The advantage of the Oak's hardness in this respect is that you are much less likely to wear a noticeable hollow at the rough spot, whereas with a softer wood like Sycamore, although you can follow the same procedure, you have to be much more careful not to wear a groove at the spot you are dealing with.

Once you have removed the torn grain then sand the rest of the bowl as per normal, this will even it all out and blend in the area you worked on.
The advantage of this method is that it quickly finishes the bad patch, whereas if you try and remove it with the lathe spinning you will be removing a vast amount of wood in comparison and it will take a lot longer.
 
Only one clarification to all the good advice in the previous posts.
If you use oil to raise the grain then you are limited to oil or wax for the finish & you won't be able to use any type of stain. I know you are not likely to on this piece but you might on another.
Other options are plain water, superglue or sanding sealer, shellac/spirit, acrylic or cellulose depending on your chosen finish.
 
As mentioned above steer clear of oil if you wish to use a different finish. If you want a gloss finish then use your sanding sealer to swell and support the end grain fibres prior to sanding.
Some of your other marks are due to too much pressure on the tool and it's bruising the wood,sharp tools and treat the surface like shaving a baby.
As Kim mentioned stop the lathe and sand individual spots by hand, with the grain direction where possible, even rogue end grain will respond better in one direction rather than another.
You can even use water to good effect to swell and lubricate the fibres on some pieces prior to finishing cuts, water has the advantage that it does not control your final finishing choice once dried.

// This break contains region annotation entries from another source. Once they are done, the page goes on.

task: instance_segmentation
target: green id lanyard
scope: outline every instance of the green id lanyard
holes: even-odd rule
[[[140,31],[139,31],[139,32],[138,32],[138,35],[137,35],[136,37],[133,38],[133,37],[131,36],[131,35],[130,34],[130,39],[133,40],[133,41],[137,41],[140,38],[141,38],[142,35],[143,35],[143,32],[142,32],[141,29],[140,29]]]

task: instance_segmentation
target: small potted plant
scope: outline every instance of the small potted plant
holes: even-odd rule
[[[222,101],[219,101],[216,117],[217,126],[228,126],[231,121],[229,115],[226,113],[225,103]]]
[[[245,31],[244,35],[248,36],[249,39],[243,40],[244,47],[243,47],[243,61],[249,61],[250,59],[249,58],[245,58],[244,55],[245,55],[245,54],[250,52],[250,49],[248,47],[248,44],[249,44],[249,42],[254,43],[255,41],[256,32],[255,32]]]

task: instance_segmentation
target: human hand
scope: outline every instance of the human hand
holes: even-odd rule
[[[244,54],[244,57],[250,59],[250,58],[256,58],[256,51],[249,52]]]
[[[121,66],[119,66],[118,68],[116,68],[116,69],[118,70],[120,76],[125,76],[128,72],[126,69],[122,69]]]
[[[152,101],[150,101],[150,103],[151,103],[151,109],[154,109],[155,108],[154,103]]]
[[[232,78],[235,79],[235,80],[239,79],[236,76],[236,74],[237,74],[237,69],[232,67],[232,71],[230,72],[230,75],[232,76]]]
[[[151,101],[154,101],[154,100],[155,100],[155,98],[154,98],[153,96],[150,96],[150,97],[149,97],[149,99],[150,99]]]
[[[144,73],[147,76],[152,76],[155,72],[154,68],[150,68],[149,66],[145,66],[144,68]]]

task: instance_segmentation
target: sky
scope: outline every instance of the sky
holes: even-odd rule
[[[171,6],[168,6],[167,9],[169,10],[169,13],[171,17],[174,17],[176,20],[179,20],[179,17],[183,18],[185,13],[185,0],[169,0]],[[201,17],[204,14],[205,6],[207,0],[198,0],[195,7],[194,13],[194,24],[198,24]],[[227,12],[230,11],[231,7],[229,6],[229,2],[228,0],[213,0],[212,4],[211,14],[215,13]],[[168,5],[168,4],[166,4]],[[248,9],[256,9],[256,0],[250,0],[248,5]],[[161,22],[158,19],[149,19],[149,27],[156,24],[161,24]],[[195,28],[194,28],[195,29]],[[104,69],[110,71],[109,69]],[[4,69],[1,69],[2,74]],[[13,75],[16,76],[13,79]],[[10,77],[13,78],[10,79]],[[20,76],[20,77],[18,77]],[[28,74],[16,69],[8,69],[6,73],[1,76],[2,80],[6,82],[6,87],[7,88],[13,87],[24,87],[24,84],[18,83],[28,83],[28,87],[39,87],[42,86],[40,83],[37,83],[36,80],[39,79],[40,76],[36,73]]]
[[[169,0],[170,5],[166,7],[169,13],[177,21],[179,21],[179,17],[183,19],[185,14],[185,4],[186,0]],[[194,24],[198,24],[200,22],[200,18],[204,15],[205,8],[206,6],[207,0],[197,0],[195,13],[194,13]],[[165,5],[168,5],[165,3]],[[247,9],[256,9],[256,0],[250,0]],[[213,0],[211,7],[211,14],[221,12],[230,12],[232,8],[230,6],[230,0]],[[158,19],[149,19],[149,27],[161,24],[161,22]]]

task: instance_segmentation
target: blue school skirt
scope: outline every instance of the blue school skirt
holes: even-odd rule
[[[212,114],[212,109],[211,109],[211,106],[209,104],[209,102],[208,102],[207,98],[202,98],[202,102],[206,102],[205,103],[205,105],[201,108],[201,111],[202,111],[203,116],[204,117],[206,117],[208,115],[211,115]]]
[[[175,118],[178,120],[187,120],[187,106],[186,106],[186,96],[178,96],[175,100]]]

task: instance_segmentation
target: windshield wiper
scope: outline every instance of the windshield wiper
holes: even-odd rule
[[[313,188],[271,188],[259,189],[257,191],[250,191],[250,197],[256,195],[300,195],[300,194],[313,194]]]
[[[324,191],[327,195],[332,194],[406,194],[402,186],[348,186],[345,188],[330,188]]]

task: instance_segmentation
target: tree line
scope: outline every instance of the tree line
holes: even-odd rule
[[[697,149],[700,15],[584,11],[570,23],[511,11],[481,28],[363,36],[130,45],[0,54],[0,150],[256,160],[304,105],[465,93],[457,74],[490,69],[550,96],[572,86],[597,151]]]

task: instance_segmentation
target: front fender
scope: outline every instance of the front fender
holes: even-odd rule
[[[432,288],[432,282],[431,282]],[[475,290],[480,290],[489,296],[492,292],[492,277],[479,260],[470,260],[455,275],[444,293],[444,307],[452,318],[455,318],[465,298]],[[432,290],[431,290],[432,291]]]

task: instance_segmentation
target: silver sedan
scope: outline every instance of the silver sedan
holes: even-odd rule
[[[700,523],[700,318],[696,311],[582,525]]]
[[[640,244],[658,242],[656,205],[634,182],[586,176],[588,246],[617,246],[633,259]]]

Edit. Sorry for just repeating Robbo advice, me and tablets to access net away from base are not exactly quick off the mark.
 
CHJ":3lnhztk1 said:
Edit. Sorry for just repeating Robbo advice, me and tablets to access net away from base are not exactly quick off the mark.
No problem. Nice for both the OP & myself to have it confirmed by a respected source. :)

Also good point by Phil.p about not using wire wool on oak - unless you need a black speckled look. :)
 
Thanks for all the advice folks, really appreciate it. Tried the sharp tools/gentle scrape method on another oak bowl and it (of course) worked a charm. Great resource this, look forward to more chats.